Additionally you have to link your settings to all python versions that support revs. It can be done by running link_settings.sh command which comes together with revs package.


    link_settings.sh

Now you need to create a database for you brand new REVS instance. Run MySQL client as a root user.


    mysql -u root -p

And execute the following SQL for ce database name specified in ce_settings.


    CREATE DATABASE IF NOT EXISTS ce CHARACTER SET utf8;
    GRANT ALL ON ce.* TO 'revs'@'localhost' IDENTIFIED BY 'revs';
    FLUSH PRIVILEGES;

Now initialize database structure in this database.


    python /usr/share/pyshared/revs/manage.py syncdb --settings=ce_settings --noinput

The command shall additionally create admin user with admin password for you.

Now you need to configure the access to /ce namespace in browser.

Lets copy the wsgi script responsible for handling REVS instances. Call a new script ce.wsgi for the sake of simplicity.

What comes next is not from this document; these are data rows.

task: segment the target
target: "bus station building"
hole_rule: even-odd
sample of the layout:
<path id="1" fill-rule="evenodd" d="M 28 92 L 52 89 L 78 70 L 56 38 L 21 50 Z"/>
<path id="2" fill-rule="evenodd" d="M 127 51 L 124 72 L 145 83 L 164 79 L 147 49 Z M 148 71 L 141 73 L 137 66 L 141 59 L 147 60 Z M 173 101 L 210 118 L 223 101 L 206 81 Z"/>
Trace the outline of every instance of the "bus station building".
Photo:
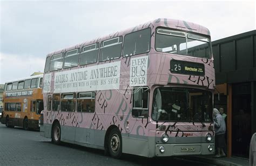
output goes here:
<path id="1" fill-rule="evenodd" d="M 212 42 L 214 107 L 227 115 L 228 157 L 248 158 L 256 132 L 256 30 Z"/>

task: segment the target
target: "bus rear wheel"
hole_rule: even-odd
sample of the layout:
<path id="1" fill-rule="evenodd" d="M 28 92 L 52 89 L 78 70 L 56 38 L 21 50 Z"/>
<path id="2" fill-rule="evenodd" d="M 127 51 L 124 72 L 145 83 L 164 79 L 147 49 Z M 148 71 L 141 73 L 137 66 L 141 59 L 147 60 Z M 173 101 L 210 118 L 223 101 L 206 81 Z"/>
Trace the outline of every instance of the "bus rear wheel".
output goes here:
<path id="1" fill-rule="evenodd" d="M 108 148 L 110 155 L 119 158 L 122 155 L 122 141 L 121 133 L 118 128 L 113 128 L 109 134 Z"/>
<path id="2" fill-rule="evenodd" d="M 56 144 L 60 143 L 60 126 L 58 122 L 55 123 L 51 132 L 51 141 Z"/>
<path id="3" fill-rule="evenodd" d="M 28 118 L 25 117 L 23 120 L 23 128 L 25 130 L 28 130 L 29 128 L 29 121 Z"/>

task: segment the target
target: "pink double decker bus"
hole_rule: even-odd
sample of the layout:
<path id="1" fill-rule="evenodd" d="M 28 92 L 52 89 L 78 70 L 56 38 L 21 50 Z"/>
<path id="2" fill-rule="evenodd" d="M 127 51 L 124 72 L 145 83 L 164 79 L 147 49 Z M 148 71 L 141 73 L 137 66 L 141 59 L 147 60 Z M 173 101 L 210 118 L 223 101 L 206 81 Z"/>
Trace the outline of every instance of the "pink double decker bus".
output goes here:
<path id="1" fill-rule="evenodd" d="M 49 53 L 41 135 L 114 158 L 213 154 L 210 39 L 159 18 Z"/>

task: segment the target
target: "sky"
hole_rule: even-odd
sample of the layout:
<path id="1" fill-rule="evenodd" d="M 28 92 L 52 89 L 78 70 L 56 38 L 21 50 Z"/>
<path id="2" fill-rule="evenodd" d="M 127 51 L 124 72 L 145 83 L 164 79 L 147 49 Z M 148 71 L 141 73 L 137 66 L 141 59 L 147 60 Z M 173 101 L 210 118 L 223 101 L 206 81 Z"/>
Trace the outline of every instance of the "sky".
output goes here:
<path id="1" fill-rule="evenodd" d="M 158 18 L 207 27 L 212 41 L 256 29 L 254 1 L 1 1 L 0 84 L 43 72 L 48 53 Z"/>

    cp /usr/share/revs/apache/revs.wsgi /usr/share/revs/apache/ce.wsgi

The script has the following code in it:


    import os
    import sys

    os.environ['DJANGO_SETTINGS_MODULE'] = 'revs.settings'
    import django.core.handlers.wsgi
    application = django.core.handlers.wsgi.WSGIHandler()

Change it to look like:


    import os
    import sys

    os.environ['DJANGO_SETTINGS_MODULE'] = 'revs.ce_settings'
    import django.core.handlers.wsgi
    application = django.core.handlers.wsgi.WSGIHandler()

Copy the default apache config.


    cp /etc/apache2/sites-available/revs /etc/apache2/sites-available/ce

Open the new file with some text editor. It is supposed to have the following content:


    # Serve django views
    WSGIScriptAlias /revs /usr/share/revs/apache/revs.wsgi
    WSGIPassAuthorization On

Replace /revs with /ce (correlates with the namespace) and revs.wsgi with ce.wsgi. Eventually the file is supposed to look like the one below.


    # Serve django views
    WSGIScriptAlias /ce /usr/share/revs/apache/ce.wsgi
    WSGIPassAuthorization On

Enable the site and reload apache web server


    a2ensite ce
    /etc/init.d/apache2 reload

Go to DOMAIN_NAME/ce in your browser and enjoy.